WEBINAR RECAP
Great food, exceptional deals: M&A trends in the healthy food space
As consumers in many countries become increasingly interested in eating more healthily and have a greater awareness regarding the impact of diet and nutrition, healthy food is gaining traction at a business level. Heritage companies are looking to fortify and expand their product lines, for example with sugar-free and gluten-free options, while startups are emerging in areas such as better-for-you food and healthy ready-to-eat meals.
Such a dynamic industry merits an in-depth look and Oaklins’ most recent webinar focused on healthy food. It featured two very different but equally significant case studies, one regarding a well-established extract and flavorings company from the US, while the other covered a rapidly growing D2C French brand that delivers meals straight to customers’ homes.

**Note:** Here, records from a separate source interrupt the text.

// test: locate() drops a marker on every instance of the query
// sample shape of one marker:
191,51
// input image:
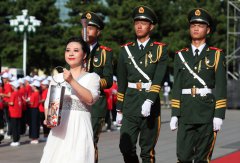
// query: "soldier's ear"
152,27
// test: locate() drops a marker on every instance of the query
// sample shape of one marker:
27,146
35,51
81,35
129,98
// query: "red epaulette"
214,48
129,43
159,43
105,48
184,49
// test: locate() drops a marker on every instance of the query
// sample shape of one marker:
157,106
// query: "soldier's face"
92,34
74,54
199,31
142,28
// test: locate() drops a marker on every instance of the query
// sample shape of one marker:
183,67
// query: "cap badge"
95,59
141,10
88,16
197,12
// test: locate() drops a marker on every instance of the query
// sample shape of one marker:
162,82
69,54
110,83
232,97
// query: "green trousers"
195,142
147,129
97,124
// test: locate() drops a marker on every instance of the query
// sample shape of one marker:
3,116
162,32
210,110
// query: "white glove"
119,118
217,123
146,108
173,123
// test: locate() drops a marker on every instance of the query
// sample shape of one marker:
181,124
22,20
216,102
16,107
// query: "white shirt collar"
200,48
143,43
92,46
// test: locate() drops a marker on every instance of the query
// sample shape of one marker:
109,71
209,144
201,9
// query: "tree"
45,47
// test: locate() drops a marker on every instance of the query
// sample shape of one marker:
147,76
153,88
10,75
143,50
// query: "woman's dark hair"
85,46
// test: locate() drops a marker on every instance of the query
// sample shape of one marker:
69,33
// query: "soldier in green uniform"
100,62
141,68
197,112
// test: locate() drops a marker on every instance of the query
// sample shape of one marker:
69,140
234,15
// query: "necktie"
196,53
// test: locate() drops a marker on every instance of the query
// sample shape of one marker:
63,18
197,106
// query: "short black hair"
84,44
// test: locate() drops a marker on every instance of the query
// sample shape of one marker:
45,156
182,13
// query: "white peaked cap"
6,75
28,78
45,82
13,78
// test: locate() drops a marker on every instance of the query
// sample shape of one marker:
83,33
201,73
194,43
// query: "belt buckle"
139,86
193,91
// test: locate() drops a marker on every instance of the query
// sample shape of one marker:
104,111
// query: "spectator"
15,113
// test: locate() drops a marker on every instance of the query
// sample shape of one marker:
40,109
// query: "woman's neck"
77,71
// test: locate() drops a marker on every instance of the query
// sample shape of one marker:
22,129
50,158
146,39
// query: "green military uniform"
195,112
100,62
153,61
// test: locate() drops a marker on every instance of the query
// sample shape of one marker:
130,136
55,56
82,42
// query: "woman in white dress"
72,140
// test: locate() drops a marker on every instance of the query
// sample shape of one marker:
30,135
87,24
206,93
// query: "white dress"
72,140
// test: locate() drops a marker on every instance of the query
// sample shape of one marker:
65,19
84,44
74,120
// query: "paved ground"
228,141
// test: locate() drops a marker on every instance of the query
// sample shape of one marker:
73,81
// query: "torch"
84,23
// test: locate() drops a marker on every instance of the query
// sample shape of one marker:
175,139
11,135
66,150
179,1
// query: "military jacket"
210,66
153,61
100,62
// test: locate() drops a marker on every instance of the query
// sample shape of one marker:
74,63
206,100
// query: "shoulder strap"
191,71
135,64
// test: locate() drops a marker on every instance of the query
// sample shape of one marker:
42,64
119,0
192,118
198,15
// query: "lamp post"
24,24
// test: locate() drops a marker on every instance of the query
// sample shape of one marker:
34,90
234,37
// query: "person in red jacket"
15,113
7,89
23,94
34,123
44,88
1,112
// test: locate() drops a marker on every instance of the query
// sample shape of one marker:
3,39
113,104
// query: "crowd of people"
92,93
21,107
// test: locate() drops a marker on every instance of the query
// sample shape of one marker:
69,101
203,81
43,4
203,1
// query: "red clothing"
114,91
23,94
28,89
6,89
1,100
108,93
43,97
34,99
111,96
15,110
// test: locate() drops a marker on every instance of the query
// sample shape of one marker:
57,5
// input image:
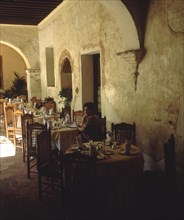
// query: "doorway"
91,80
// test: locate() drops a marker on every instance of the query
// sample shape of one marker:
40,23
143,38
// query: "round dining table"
117,173
62,138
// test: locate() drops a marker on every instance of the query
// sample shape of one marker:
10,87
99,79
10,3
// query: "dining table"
63,137
116,171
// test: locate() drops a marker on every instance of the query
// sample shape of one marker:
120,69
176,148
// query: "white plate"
108,152
132,151
73,126
100,157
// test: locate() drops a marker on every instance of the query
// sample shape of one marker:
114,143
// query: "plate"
75,148
108,152
73,126
100,157
133,151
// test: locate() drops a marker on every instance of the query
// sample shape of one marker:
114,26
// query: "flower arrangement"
66,93
65,97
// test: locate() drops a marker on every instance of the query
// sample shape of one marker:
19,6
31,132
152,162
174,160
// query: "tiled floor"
19,196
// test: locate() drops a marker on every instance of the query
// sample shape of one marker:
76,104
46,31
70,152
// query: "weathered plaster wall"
12,62
157,105
24,40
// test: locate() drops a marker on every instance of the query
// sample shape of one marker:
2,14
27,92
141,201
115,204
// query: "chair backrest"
79,172
17,122
78,116
24,119
170,163
1,107
23,97
8,115
123,131
44,148
103,127
32,131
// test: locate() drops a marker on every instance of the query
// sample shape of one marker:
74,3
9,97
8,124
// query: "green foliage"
66,92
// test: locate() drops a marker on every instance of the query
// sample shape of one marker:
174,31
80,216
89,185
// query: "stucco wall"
157,105
24,40
12,62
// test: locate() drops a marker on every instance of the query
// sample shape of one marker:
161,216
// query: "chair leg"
40,187
28,167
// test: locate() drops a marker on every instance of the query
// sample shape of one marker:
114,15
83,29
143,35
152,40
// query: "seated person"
65,116
90,128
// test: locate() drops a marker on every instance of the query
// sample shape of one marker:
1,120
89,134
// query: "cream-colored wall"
12,62
24,40
81,27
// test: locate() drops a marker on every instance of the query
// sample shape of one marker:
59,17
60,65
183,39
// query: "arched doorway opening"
66,81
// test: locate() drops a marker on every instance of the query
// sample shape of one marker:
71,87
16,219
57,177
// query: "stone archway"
65,70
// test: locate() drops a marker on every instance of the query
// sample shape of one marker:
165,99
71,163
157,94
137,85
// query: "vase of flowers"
65,98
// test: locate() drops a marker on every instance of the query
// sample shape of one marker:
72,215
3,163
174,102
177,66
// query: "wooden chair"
2,111
123,131
79,181
32,131
78,116
156,190
103,127
25,118
18,128
49,169
23,97
36,100
9,122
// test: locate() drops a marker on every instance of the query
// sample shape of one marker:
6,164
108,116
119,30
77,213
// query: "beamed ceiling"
26,12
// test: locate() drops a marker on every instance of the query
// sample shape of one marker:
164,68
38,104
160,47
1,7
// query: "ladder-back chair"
124,131
32,131
78,116
25,118
49,168
18,128
9,122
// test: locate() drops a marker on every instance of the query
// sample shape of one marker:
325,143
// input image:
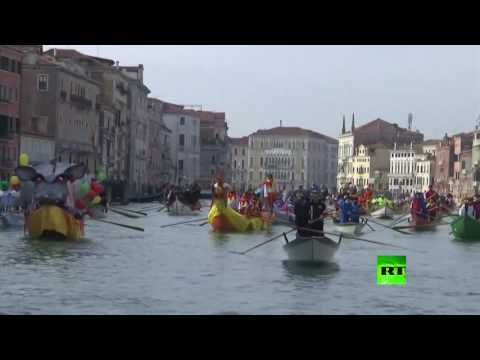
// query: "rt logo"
392,270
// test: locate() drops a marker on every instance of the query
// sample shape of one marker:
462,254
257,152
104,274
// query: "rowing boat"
466,228
349,228
383,213
50,219
311,249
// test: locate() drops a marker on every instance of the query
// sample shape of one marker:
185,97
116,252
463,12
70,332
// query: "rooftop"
294,131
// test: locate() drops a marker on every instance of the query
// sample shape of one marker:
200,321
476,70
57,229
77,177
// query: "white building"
185,145
424,171
294,156
401,178
239,163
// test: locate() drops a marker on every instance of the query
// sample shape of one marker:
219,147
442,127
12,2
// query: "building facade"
294,156
10,93
374,132
238,151
424,171
185,131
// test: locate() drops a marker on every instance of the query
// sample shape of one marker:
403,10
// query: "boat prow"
53,219
311,249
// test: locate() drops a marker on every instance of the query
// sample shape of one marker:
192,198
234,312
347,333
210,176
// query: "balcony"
81,101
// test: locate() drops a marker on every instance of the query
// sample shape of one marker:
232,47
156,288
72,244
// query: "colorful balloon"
91,195
80,204
14,180
97,200
84,189
24,160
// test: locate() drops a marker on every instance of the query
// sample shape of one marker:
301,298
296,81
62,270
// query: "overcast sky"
313,86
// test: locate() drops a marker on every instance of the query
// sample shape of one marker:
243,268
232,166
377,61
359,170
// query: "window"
42,82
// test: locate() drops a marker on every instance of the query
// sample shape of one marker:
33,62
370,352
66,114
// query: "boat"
349,228
179,208
466,228
12,220
311,249
52,220
420,222
224,219
383,213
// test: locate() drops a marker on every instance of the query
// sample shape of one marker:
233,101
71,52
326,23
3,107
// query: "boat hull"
225,219
350,228
466,228
10,220
311,249
54,220
383,213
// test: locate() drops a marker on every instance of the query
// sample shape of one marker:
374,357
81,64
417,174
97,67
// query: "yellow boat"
52,219
224,219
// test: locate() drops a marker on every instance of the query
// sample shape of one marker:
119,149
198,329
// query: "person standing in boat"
316,213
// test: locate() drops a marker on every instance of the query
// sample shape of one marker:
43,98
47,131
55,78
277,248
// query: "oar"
131,216
263,243
184,222
388,227
347,236
122,225
128,210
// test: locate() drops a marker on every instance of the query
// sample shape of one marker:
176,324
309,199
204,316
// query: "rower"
301,213
316,209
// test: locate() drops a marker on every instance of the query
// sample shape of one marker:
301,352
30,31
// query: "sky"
313,86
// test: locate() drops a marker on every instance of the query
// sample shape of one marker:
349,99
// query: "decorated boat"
224,219
383,213
284,213
50,214
311,248
349,228
466,228
12,220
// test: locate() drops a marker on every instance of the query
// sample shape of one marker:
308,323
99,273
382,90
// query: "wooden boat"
50,219
383,213
283,215
224,219
349,228
12,220
466,228
420,222
311,249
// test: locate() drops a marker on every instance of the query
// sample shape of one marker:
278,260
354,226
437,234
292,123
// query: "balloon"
24,160
4,185
91,195
14,180
80,204
98,188
101,176
84,189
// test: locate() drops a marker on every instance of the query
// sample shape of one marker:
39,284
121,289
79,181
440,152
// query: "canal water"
188,269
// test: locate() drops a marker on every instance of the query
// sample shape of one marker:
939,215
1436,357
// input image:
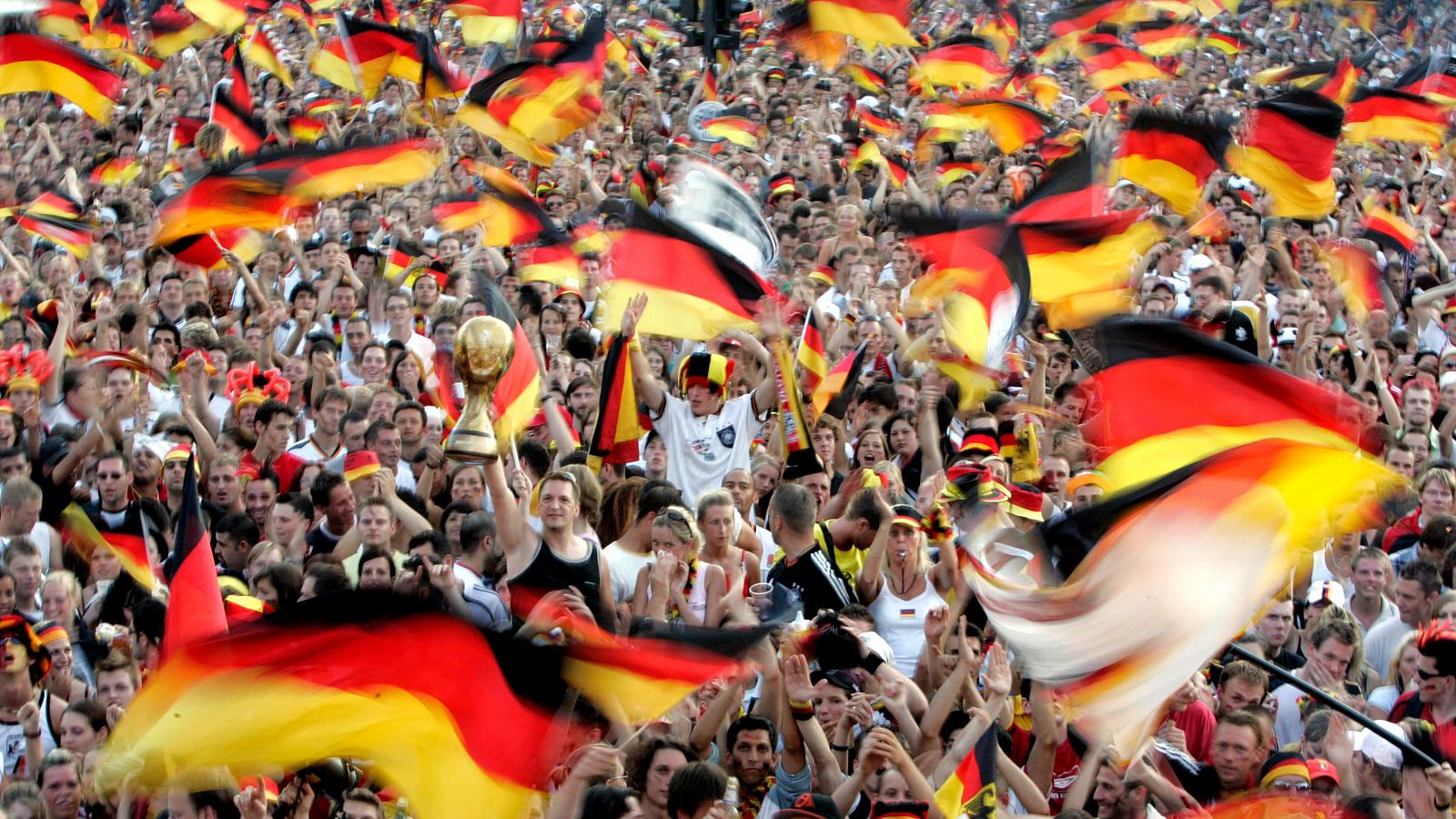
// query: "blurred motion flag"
38,65
363,167
980,280
444,720
1165,36
1383,114
220,201
695,288
1289,150
1108,63
1171,155
194,601
1433,77
126,542
963,62
1150,615
615,436
972,789
871,22
487,21
1358,276
1145,436
1390,230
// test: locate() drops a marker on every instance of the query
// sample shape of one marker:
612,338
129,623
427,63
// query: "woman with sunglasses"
677,584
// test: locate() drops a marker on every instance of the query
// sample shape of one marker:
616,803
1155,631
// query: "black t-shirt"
815,579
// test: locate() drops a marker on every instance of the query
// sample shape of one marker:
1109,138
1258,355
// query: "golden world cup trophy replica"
484,350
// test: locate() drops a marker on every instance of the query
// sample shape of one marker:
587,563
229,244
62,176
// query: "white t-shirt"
703,450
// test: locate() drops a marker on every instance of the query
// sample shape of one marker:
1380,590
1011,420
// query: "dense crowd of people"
303,382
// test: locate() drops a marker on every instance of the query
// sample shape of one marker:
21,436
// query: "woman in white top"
906,588
676,584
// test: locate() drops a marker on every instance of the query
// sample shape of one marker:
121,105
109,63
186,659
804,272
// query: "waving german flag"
1289,150
1383,114
487,21
446,720
1171,155
963,62
1165,36
1108,63
223,200
874,22
695,290
36,65
1257,401
1390,230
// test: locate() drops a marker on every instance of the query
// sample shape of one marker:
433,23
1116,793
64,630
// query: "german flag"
868,79
1087,256
194,603
1074,189
517,395
1257,401
223,15
376,51
873,22
1390,230
615,438
1433,77
306,128
126,542
218,201
1289,150
73,235
487,21
118,171
259,50
1171,155
1108,63
359,169
65,19
1358,276
1382,114
1165,36
206,251
980,278
242,135
874,123
812,353
446,722
963,62
739,130
38,65
972,789
1225,41
696,290
834,394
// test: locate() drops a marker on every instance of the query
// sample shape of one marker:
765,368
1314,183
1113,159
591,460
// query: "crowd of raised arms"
910,409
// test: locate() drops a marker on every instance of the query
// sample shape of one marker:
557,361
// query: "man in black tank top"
558,559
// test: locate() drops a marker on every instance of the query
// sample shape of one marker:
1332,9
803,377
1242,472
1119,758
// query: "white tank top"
902,622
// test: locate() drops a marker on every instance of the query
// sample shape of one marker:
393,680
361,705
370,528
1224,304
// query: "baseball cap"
812,806
1322,770
1376,748
1325,592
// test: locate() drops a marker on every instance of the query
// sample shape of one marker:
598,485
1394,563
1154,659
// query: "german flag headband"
705,369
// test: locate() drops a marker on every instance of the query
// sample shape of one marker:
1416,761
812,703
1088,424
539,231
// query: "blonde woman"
907,586
677,584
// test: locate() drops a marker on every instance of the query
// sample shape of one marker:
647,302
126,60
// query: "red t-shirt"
284,465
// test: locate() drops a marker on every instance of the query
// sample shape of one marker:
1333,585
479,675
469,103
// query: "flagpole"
1398,739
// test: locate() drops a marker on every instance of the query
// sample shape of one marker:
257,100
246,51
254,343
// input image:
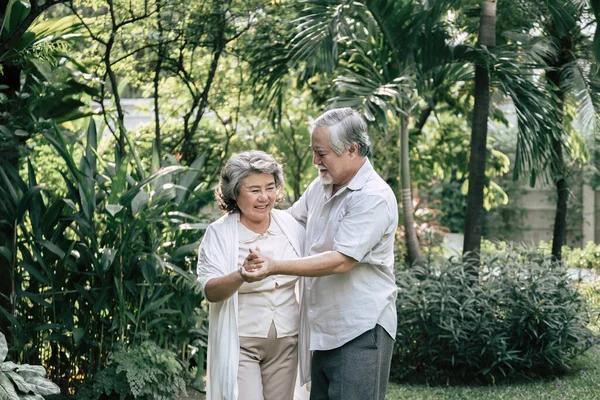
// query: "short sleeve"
299,210
363,227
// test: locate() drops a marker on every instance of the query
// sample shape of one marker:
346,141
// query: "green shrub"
22,381
591,292
586,257
521,315
145,372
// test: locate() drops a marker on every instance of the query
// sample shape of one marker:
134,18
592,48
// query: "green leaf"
33,383
108,256
7,390
114,209
3,347
27,201
35,273
53,248
5,251
139,201
31,397
131,193
154,305
78,334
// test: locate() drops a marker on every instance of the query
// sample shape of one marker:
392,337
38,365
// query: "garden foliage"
107,265
22,382
521,316
144,372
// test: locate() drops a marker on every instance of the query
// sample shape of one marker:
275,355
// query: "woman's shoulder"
285,218
225,222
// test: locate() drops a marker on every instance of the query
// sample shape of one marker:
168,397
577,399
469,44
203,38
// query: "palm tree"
473,225
384,57
568,76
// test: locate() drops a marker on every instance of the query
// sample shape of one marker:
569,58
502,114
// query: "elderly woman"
253,326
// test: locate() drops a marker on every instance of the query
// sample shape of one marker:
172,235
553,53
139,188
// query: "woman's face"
256,198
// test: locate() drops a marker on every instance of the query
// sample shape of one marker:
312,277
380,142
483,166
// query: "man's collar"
360,179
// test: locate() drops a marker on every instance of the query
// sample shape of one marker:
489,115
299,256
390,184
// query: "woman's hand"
260,266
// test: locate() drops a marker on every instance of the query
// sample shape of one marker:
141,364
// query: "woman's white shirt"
218,256
272,299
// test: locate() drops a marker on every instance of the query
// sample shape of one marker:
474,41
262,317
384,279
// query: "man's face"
333,169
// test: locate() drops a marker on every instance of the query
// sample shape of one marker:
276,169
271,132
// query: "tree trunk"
473,221
559,234
558,166
412,242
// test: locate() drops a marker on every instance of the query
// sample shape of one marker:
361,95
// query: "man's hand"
261,266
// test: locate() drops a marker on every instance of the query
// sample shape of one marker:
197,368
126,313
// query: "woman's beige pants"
267,369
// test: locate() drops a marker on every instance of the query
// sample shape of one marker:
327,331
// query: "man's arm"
327,263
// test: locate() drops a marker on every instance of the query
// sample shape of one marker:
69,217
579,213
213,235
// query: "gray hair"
346,127
240,166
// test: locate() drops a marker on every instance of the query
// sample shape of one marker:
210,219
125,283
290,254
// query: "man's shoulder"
376,186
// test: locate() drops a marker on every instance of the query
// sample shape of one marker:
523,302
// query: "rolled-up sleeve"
363,227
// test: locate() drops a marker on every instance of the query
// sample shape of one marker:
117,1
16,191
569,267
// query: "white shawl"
218,256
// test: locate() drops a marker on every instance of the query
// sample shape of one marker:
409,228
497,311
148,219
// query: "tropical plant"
521,316
36,84
109,263
22,382
477,159
144,372
574,81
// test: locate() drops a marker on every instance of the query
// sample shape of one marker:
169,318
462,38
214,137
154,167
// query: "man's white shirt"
359,221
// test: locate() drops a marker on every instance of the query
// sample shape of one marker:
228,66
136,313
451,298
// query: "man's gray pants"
358,370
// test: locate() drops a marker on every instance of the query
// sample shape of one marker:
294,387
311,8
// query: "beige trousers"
267,369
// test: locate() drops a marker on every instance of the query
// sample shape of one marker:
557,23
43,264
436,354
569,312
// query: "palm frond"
583,93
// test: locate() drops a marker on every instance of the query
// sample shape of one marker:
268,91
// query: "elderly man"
349,297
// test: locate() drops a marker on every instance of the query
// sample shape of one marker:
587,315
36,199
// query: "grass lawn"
582,383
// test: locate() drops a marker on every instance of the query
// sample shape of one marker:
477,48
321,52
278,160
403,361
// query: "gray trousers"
358,370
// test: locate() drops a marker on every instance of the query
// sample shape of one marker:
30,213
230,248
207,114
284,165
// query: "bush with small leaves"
521,315
22,382
144,372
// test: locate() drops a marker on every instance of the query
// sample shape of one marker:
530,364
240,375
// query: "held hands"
257,266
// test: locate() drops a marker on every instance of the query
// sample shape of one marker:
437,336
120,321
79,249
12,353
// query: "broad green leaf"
7,390
139,201
154,305
35,384
3,347
35,272
113,209
108,256
8,366
78,334
31,397
53,248
119,181
131,193
31,371
190,177
138,162
6,253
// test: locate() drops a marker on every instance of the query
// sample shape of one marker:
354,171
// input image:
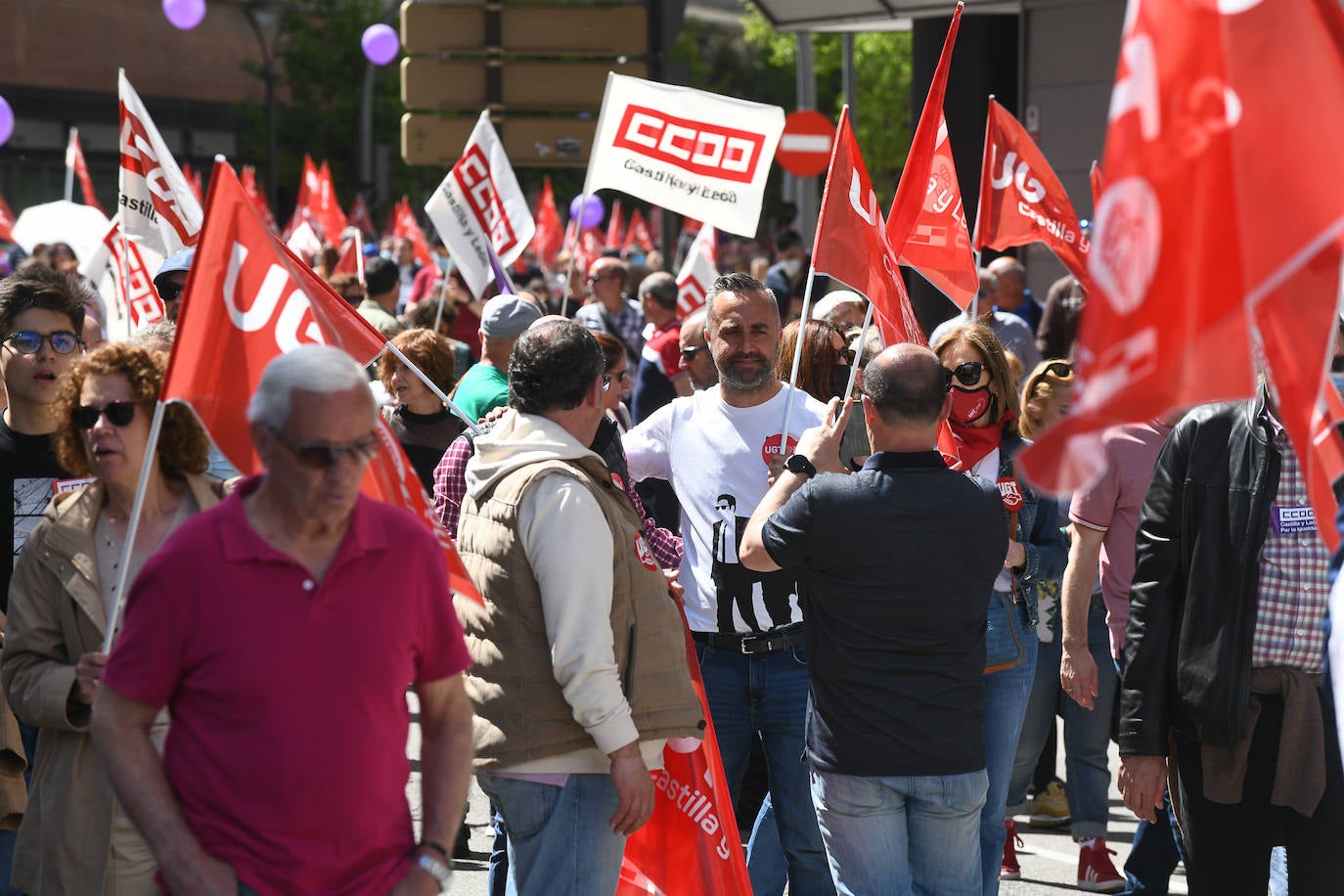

View the full video recording here
Key takeaways
Strong M&A momentum: Oaklins closed 37 healthy food deals between 2020 and 2024 — 35% of the transactions were cross-border, reflecting growing global investor demand for free-from and better-for-you food products.
Case study insights: Watkins Co. focused on succession planning with the right PE partner, while Cheef pursued growth with a tailored financial structure — both showcase Oaklins’ strategic, relationship-driven advisory.
Regional trends: Europe emphasizes wellness and regulation-driven deals; the USA sees strategic and PE-led consolidation despite policy headwinds; and LatAm presents high growth potential but faces access challenges.
Founders’ priorities: Early-stage companies should focus on governance, scalability and product differentiation — reaching a viable size is critical before attracting large buyers.